Early French explorers encountered the drawings of the Piasa, a dragon-like creature whose picture by Native-Americans once decked the bluffs that existed at Alton, Illinois, on the Illinois River, while early recorded Iroquois traditions relate that tribes' conflict with the last remnant of a large creature referred to as the 'Hairless or Naked Bear.'
Sioux Indians of the Plains, who once resided in the Ohio Valley, have preserved many accounts of the Unktehi, a mysterious 'water-monster' that occasionally ate tribesmen, while the Cherokee people, told many stories of the Uktena, a giant rattle-snake who possessed what was referred to as a 'jewel' or the 'ulun suti' in its head, a treasure which many tribal warriors attempted to possess at the risk of their own lives.
Having given a 'background' to the subject, I offer the following account, preserved in The Independent Gazetteer, or The Chronicle of Freedom, published in Philadelphia, Pennsylvania, on Saturday, June 3rd, 1786, and entitled, "Extract of a letter from an officer on the Ohio, to his parents in Windham, Connecticut," which contains the following:
A creature of the amphibious kind, by the Indians called Oquao, is not the least remarkable among the innumerable curiosities with which this country abounds. This animal has two heads; a property, which, perhaps, belongs not to any other in existence: His tail is fifteen feet long: otherwise he in some measure resembles a turtle:By day the Oquao is rarely seen, then he lies close in his retreat, under water, but in night he wanders abroad to satisfy his hunger---The deer are his favorite game: and his manner of taking them is insidious and cruel: He places himself in a deer path, where without motion, and having the appearance of a lump more than of an animal, he waits the approach of his un-suspicious prey.The deer strides heedless over his destroyer, who throws out his tail, entwines him in a moment, drags him in spite of all his resilience, to the next creek, and there drowns and devours him.

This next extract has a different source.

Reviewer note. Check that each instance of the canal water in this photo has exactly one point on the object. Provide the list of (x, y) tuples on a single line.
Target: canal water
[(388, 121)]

One of these uncommon animals was discovered last week by a soldier early in the morning, as he was dragging off the booty of the night: Several gentlemen who were there went immediately in quest of him; and as these creatures are far from being swift, he was soon overtaken: With great difficulty, after having borne the strokes of a dozen clubs for nearly half an hour, he was killed---happily for us he held his prey to the last, otherwise our attempt might have been attended with some danger---His eyes had such a malignant keeness, that I could not help regarding the very sight of him as being truly horrid. We released the deer, which was already dead, from his fatal gripe {grip}, brought him home, and weighed him (the Oquao) and found his weight four hundred forty-four pounds.
One can choose to believe whether the above account is fictive or based in reality. Perhaps it was an encounter with an extremely large alligator which now are not native to the Ohio Valley. The rare 'blue-eyed albino alligators' of the Southern swamps, which are occasionally encountered today, relate however that abnormalities do occur at times within the animal kingdom.
Ancient, Medieval & even frequent modern accounts of the birth of two-headed snakes, calves, turtles, and even human Siamese twins that attain maturity or adulthood, attest to the possible validity of such an account as recorded in 1786.
If nothing else, the above reveals once again the vast diversity of materials that await curious researchers, as they peruse the collections available here at The Historical Society of Pennsylvania.